The first day of the Hebrew month of Elul arrived concurrently with a total solar eclipse - the first in 37 years over the contiguous United States.  Ironically, this is a perfect introduction to the sacred tasks that lay before us as we prepare to enter into the Yamim Noraim – the High Holy Days.  Many of us donned our protective glasses and sat outside with our heads tilted skywards and watched as the sun gradually disappeared into the moon’s shadow.  Here in Denver, we were not able to see the sun become completely blocked, but the effect of watching the sudden darkness that passed over us was powerful nonetheless.

In scientific terms, the moment of “totality” – when the eclipse is complete and only the sun’s corona is visible – provides a rare glimpse into the mysteries of the brilliant orb around which our planet revolves.  For a brief moment, scientists are able to directly measure the intensity of the sun’s energy and huge amounts of data are gathered and analyzed so that we can learn more about our solar system.

In many ways, the month of Elul resembles an eclipse – albeit on a more regular and sustained basis.  For four weeks, our tradition teaches, we are given an opportunity to strip away the filters and biases that conceal us from our true selves and focus on the sacred work of cheshbon hanefesh – ‘taking an inventory of our souls.’ During this sacred season, we look closely at our relationships, thoughts, deeds, fears, and dreams. We do this so that we can enter into the Yamim Noraim – the Days of Awe – spiritually and personally renewed and prepared for the process of teshuvah (repentance/returning). Our tradition teaches that the month of Elul is when we ask those around us whom we have wronged to forgive us for our actions. We are also commanded to forgive those who ask us as well.

As we reflect back over the past year, it is important that we put every aspect of our lives into perspective. As in previous years, during the month of Elul I will be sending out weekly lists of seven questions (one for each day of the week) to members of our community and to all who wish to receive them. These questions are designed to help us examine our lives in all of the varied aspects and arenas in which we live: Communal, Spiritual, Physical, and Interpersonal. Hopefully, by answering these questions we will be better prepared to enter into the New Year. The purpose of these questions is not to make us feel bad or unworthy, but rather to “nudge” us into looking at these vitally important aspects of our lives. There will be seven questions in each list – one to consider each day of the week.

I welcome your comments and suggestions for additional questions and formats that we can use.   If answering these questions causes you to want to speak to one of the Temple clergy, Rabbi Immerman, Cantor Sacks and I would welcome the opportunity.  Note that all of these materials will also be available in hard copy at the Temple Office.  They also will be posted on my blog and linked to both the Temple website and Facebook page. If you know of anyone else who might want to receive these mailings – whether or not they are members of the congregation - please contact the Temple office and we will be happy to send them.

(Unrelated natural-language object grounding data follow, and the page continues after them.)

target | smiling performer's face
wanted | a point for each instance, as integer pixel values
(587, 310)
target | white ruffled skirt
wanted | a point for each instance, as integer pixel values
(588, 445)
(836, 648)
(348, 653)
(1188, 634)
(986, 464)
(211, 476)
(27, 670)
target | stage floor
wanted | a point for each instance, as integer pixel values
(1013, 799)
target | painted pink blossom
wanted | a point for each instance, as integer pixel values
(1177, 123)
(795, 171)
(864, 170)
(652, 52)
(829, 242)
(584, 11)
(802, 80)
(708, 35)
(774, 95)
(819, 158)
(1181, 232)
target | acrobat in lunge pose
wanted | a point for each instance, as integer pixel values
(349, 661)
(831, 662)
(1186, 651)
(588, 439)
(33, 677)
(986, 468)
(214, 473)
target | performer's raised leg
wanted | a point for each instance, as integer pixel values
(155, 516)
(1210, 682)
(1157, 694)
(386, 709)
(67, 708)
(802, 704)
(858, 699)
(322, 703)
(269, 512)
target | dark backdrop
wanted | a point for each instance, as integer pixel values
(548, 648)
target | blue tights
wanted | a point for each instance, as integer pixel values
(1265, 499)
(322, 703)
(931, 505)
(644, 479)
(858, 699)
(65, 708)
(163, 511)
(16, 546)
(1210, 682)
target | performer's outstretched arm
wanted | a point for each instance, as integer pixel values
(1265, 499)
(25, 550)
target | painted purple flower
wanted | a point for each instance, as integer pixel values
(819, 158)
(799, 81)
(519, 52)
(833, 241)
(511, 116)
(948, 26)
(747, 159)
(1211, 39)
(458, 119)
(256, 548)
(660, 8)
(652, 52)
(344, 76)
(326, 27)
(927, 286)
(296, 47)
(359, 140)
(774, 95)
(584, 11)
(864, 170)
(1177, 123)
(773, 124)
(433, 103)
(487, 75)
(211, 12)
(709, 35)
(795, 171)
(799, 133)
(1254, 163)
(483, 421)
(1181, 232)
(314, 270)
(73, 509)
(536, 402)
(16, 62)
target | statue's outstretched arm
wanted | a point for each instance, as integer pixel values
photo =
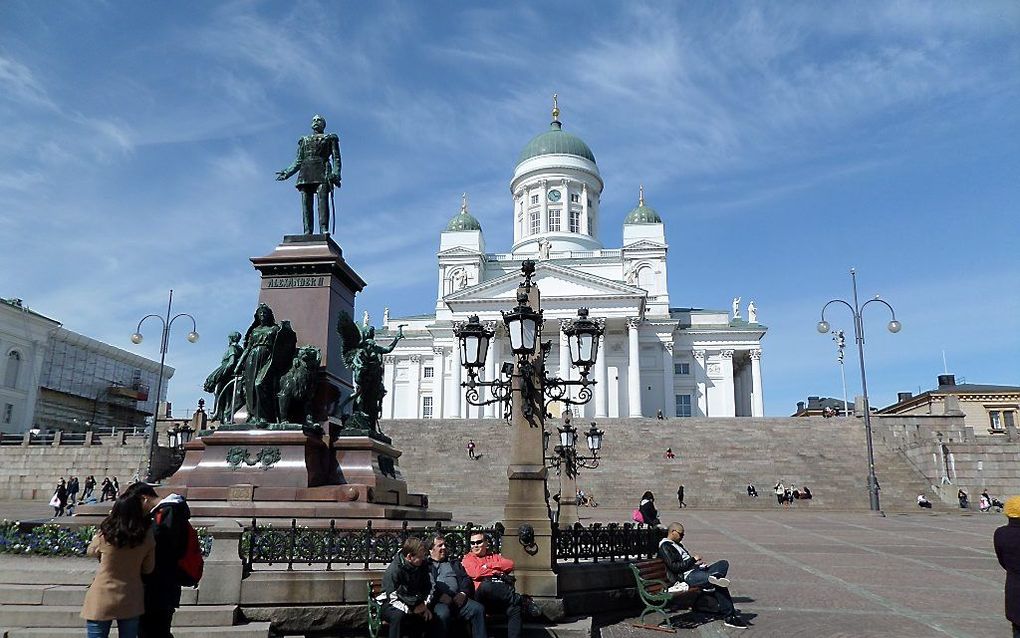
(287, 173)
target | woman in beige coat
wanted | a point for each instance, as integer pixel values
(125, 548)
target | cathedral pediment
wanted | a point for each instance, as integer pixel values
(555, 283)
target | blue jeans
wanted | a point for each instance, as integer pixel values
(126, 628)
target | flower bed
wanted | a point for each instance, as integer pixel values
(54, 540)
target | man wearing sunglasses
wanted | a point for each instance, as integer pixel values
(494, 583)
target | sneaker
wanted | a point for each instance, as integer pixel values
(734, 622)
(719, 581)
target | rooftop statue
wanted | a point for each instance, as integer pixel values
(218, 380)
(267, 353)
(316, 176)
(364, 358)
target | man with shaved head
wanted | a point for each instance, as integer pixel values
(684, 571)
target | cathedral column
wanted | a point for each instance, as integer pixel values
(668, 394)
(489, 411)
(633, 367)
(456, 392)
(414, 374)
(701, 383)
(757, 398)
(439, 381)
(726, 386)
(390, 374)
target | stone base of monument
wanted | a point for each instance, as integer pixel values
(278, 475)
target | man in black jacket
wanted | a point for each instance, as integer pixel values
(408, 588)
(452, 589)
(1007, 543)
(162, 587)
(682, 567)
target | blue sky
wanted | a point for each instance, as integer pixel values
(782, 143)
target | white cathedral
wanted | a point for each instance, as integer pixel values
(683, 361)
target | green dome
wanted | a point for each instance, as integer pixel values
(556, 142)
(643, 213)
(463, 221)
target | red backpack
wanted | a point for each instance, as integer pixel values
(191, 562)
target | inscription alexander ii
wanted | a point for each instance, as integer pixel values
(295, 282)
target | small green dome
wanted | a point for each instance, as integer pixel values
(463, 221)
(556, 141)
(643, 213)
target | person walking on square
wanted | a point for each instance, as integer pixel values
(682, 567)
(59, 500)
(125, 548)
(1007, 543)
(89, 487)
(648, 511)
(72, 487)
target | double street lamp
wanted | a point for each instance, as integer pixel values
(523, 326)
(137, 338)
(894, 327)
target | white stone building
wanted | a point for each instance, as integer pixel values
(684, 361)
(55, 379)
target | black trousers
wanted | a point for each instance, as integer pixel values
(500, 597)
(399, 621)
(156, 624)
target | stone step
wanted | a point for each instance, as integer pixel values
(36, 616)
(251, 630)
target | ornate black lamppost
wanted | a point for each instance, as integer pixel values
(524, 391)
(566, 461)
(523, 326)
(167, 323)
(894, 327)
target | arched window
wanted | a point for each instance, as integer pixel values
(13, 369)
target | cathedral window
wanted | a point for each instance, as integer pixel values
(13, 369)
(574, 222)
(683, 405)
(554, 221)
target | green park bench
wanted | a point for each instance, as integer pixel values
(651, 580)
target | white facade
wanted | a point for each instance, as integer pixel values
(56, 379)
(683, 361)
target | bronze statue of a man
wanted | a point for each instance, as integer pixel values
(316, 176)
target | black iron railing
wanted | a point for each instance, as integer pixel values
(293, 544)
(606, 542)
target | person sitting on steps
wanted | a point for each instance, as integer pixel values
(684, 571)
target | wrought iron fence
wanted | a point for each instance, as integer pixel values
(294, 544)
(610, 542)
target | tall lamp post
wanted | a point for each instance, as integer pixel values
(167, 323)
(894, 327)
(524, 393)
(566, 461)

Week One: Our Communal Selves
Being part of a synagogue means that we are committed to the concept of building a strong community. Together at Temple Emanuel we study, pray, socialize, commit to social justice, celebrate joyous occasions, and find comfort during times of difficulty. Building and sustaining our kehila kedosha (sacred community) is not always easy.  It requires that we work together to create and sustain multiple portals of entry so that every member finds a place where they feel fulfilled and useful.
The following are a few questions designed to help us explore our communal selves as we begin the process of cheshbon hanefesh:
  1. Have I taken advantage of the many opportunities for learning, prayer, social action, and culture that my congregation and community have to offer?
  2. Have I taken my own comfort for granted and “looked the other way” when I saw poverty or despair in my community?
  3. Have I allowed the current political divisions to damage my perspective on our common values?
  4. When I am at synagogue, have I done all that I can to make others feel welcomed in the same way that I want to feel welcome?
  5. When asked to help support the important institutions in my community, have I given as much as I could or should?
  6. Regardless of political perspective, have I been vocal in my support of the State of Israel?
  7. When confronted with change, have I been open to new possibilities and opportunities?

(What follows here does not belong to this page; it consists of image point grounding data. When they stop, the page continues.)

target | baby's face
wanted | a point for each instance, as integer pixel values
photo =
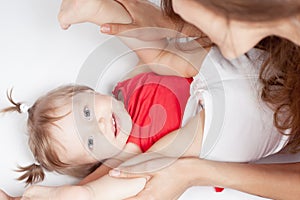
(96, 129)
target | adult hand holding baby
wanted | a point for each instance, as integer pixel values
(167, 178)
(94, 11)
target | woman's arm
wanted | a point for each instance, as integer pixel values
(275, 181)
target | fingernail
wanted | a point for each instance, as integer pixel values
(105, 29)
(115, 172)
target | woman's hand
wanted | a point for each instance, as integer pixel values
(4, 196)
(77, 11)
(94, 11)
(167, 178)
(143, 14)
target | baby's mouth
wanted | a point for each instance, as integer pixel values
(114, 122)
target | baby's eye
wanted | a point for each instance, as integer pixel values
(87, 112)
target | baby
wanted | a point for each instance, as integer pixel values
(231, 89)
(145, 108)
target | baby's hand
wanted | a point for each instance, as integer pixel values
(78, 11)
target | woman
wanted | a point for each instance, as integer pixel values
(257, 179)
(236, 26)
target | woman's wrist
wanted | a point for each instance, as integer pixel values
(196, 171)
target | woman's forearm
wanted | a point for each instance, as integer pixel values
(112, 188)
(276, 181)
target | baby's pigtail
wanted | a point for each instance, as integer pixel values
(16, 107)
(33, 174)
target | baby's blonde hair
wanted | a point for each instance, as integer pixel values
(41, 118)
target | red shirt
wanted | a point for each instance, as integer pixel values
(156, 105)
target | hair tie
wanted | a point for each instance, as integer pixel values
(24, 108)
(36, 163)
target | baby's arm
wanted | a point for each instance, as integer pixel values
(94, 11)
(165, 58)
(183, 142)
(107, 188)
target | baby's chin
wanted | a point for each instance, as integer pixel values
(123, 119)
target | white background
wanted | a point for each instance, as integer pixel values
(36, 56)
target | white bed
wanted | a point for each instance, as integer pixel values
(36, 56)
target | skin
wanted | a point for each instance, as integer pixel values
(236, 37)
(256, 179)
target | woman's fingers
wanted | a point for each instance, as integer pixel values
(114, 29)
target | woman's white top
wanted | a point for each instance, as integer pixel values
(238, 124)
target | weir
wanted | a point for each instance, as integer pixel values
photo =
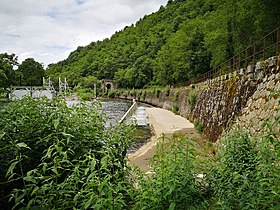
(136, 113)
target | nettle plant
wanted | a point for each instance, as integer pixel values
(247, 173)
(173, 183)
(61, 157)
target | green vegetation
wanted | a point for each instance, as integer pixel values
(191, 99)
(198, 125)
(180, 41)
(56, 157)
(173, 185)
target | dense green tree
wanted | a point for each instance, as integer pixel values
(179, 41)
(8, 76)
(32, 72)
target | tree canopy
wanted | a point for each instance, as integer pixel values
(182, 40)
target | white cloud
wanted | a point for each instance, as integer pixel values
(48, 30)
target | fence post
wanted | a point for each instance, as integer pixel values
(263, 48)
(278, 42)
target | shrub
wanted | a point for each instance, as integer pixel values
(191, 99)
(173, 184)
(167, 90)
(112, 94)
(247, 172)
(59, 157)
(175, 108)
(176, 95)
(157, 92)
(199, 126)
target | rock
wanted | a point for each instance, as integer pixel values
(272, 77)
(250, 68)
(272, 61)
(270, 85)
(259, 66)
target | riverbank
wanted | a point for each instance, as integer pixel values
(161, 122)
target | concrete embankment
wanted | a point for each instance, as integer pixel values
(161, 121)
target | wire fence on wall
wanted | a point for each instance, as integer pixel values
(264, 48)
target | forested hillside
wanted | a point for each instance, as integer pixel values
(180, 41)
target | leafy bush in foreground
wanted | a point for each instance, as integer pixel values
(247, 174)
(173, 183)
(58, 157)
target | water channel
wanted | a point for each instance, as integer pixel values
(113, 109)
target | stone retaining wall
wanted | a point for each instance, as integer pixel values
(244, 97)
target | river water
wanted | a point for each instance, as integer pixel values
(113, 109)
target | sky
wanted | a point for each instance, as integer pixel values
(48, 30)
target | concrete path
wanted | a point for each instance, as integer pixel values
(161, 121)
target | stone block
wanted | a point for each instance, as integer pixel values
(272, 61)
(259, 66)
(241, 71)
(250, 68)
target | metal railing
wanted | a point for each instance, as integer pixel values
(263, 49)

These questions are in no way complete.  They are designed to help all of us to begin the process of looking deep within ourselves and our souls as we enter into the month of Elul. Again, we want to hear from you. If you have thoughts, questions, or comments about anything we encourage you to let us know.

Like a solar eclipse, this sacred time provides us with a rare opportunity to see ourselves in a new light. May we utilize these and all of our questions to help us to gain a better understanding of our communal selves.